昨年2007年12月に凍てつく寒さの中、高句麗の古都集安にある 丸都山城に行った時に見えた光景をよく思い出します。宮殿跡に立った時、とっても明るく眩しい光に包まれ、美しい高句麗の姫があらわれました。光がキラキラと輝く光景に美しく活発な姫を見ました。その時生まれた言葉、「あまりに光輝くその姿を敵は見えなかった」を詩にあらわし、後日「高句麗伝説」の時に詠ませて戴きました。最近、この言葉を繰り返し心の内で言っているのです。その時は、深い意味もわからずにいました。が、ずっと心にとめて過ごす日々の中でやっと深くわかるようになりました。今年3月にアルメニアへ行く機会にも恵まれ、生まれてはじめてふれる次元に大変戸惑い、次元ということを考えはじめました。

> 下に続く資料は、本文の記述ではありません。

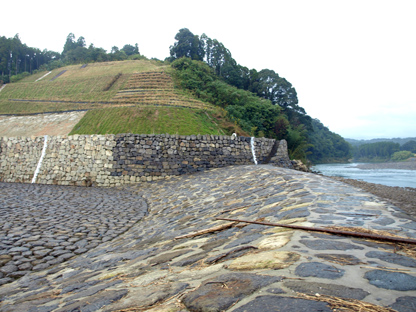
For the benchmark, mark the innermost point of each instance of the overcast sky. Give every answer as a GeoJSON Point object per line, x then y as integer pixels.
{"type": "Point", "coordinates": [353, 63]}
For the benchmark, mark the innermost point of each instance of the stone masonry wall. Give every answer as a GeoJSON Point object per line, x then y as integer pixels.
{"type": "Point", "coordinates": [113, 160]}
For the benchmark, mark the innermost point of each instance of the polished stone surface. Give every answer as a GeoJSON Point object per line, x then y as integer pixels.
{"type": "Point", "coordinates": [98, 249]}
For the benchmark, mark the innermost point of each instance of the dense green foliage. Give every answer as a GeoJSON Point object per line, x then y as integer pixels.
{"type": "Point", "coordinates": [76, 52]}
{"type": "Point", "coordinates": [262, 103]}
{"type": "Point", "coordinates": [327, 146]}
{"type": "Point", "coordinates": [253, 114]}
{"type": "Point", "coordinates": [17, 60]}
{"type": "Point", "coordinates": [380, 151]}
{"type": "Point", "coordinates": [401, 141]}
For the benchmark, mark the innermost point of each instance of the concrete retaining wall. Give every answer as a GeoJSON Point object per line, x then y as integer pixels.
{"type": "Point", "coordinates": [113, 160]}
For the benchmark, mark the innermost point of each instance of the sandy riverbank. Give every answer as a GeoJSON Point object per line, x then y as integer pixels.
{"type": "Point", "coordinates": [402, 165]}
{"type": "Point", "coordinates": [404, 198]}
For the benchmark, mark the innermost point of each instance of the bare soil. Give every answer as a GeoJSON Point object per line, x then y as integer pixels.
{"type": "Point", "coordinates": [402, 197]}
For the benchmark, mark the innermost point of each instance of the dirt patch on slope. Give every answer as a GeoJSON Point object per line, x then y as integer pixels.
{"type": "Point", "coordinates": [40, 124]}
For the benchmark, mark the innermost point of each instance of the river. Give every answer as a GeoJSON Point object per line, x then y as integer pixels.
{"type": "Point", "coordinates": [389, 177]}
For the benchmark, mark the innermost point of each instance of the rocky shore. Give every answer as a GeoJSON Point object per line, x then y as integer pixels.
{"type": "Point", "coordinates": [402, 197]}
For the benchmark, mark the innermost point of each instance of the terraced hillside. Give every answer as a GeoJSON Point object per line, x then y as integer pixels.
{"type": "Point", "coordinates": [153, 88]}
{"type": "Point", "coordinates": [120, 97]}
{"type": "Point", "coordinates": [94, 86]}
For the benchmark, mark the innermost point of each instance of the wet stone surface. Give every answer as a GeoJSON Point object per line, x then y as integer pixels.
{"type": "Point", "coordinates": [117, 249]}
{"type": "Point", "coordinates": [45, 225]}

2006年にブルガリアでの「高句麗伝説」コンサートを前に、トラキアの地へ撮影に行った時に、「悪とは闘うことはない。まるで別次元のことなのだから」と古墳の中に入った時に聞こえるともなく、言葉が生まれました。当時の私は、大きな衝撃を受け、頭が真白になったあの時の瞬間を今でもよく覚えています。闘うことはないのは、素晴らしいとほっとし、喜んだのですが、別次元のことという意味が深くわからなかったのです。私は、悪には怒りを覚え、悪がまかり通る世の中では、人間は生きていけないと叫びたい程の怒りをいつも胸の内にためていることを、自覚しています。怒りや闘いによっては、解決はないとわかっていますので、いつも抑え込み、解決を考えます。愛によってより解決はないこともよくわかっていますので、愛から生まれる本音を表現することに集中し、徹していきます。けれど、悪をよく気にし、体をよく壊します。私は、ある時洗濯機のゴミを捨てる時に驚いたのですが、怒りを抑えたり、怒りを抑えられずに闘っている時は、ゴミが黒いことに気づいたのです。普段は汚れていませんが、怒っている時は、黒いのです。怒りや闘う意識は、自分の生命を汚していることを目の当たりにしました。

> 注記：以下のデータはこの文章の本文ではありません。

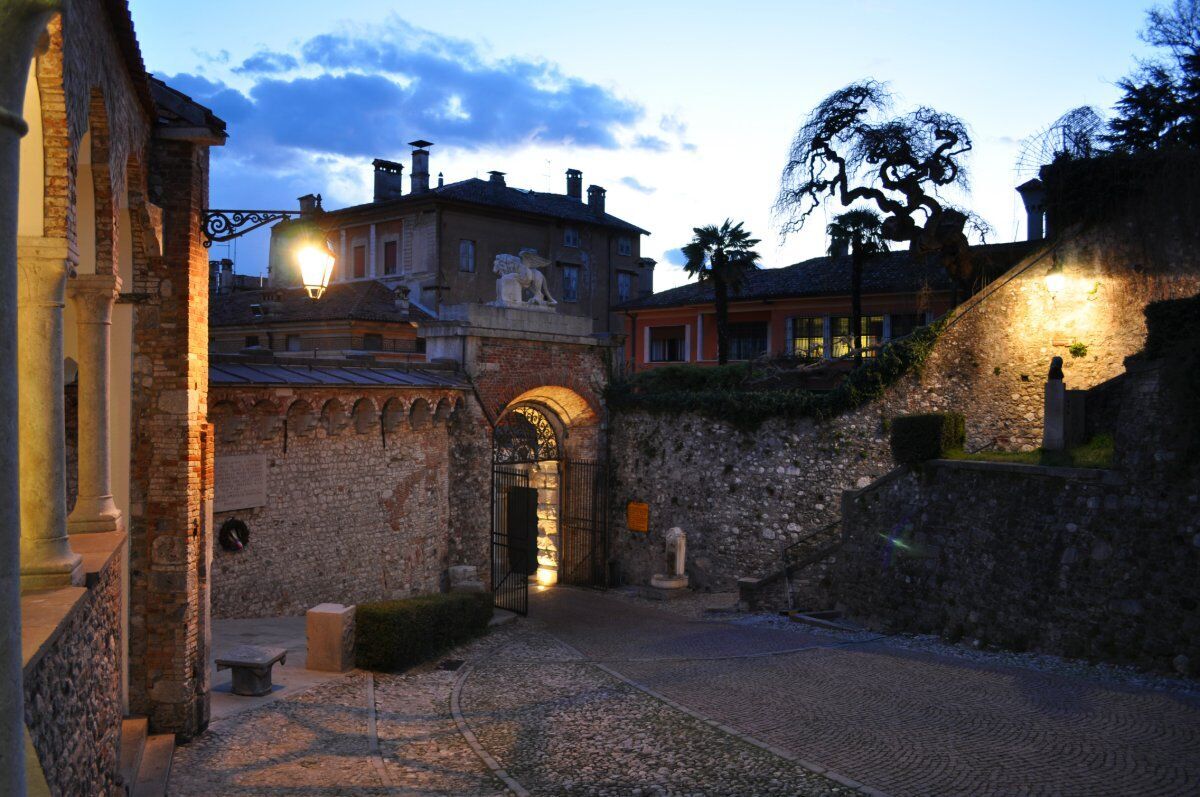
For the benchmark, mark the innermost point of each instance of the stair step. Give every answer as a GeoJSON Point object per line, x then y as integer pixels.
{"type": "Point", "coordinates": [155, 769]}
{"type": "Point", "coordinates": [133, 741]}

生命汚すことは解決ではありません。解決は別次元で生きることとわかってはいても、腹の立つことが多い社会の中で生きながら別次元で生きるとは、どういうことかをずっと考えてきました。今年に入り、アルメニアにて見た光景は「光は光」という言葉とし、あらわしました。光は光であります。闇とは交わらないのです。その時、私の生命が汚れているのは、闇と交わっているからとわかり、衝撃を受けました。真に光となり生きればよいと、はっきりわかりました。悪を見、怒りを覚える時、闇と交わっている意識なのです。光は生命の内に輝いています。どんな時も生命の内を中心に光は光とし生きることが解決であると道は示されました。5月12日の「高句麗伝説」の経験により管理、監視体制から解放され、私は、新しい次元がつくられたと実感しました。生命のまま生き、光は光とし、生きる世界は、今までの世界とはまるで次元が違うのです。
次元が違えば、敵はみることすら出来ないということを、はっきりとわかりました。宮殿に生きる姫の光輝く美しい姿が今蘇ります。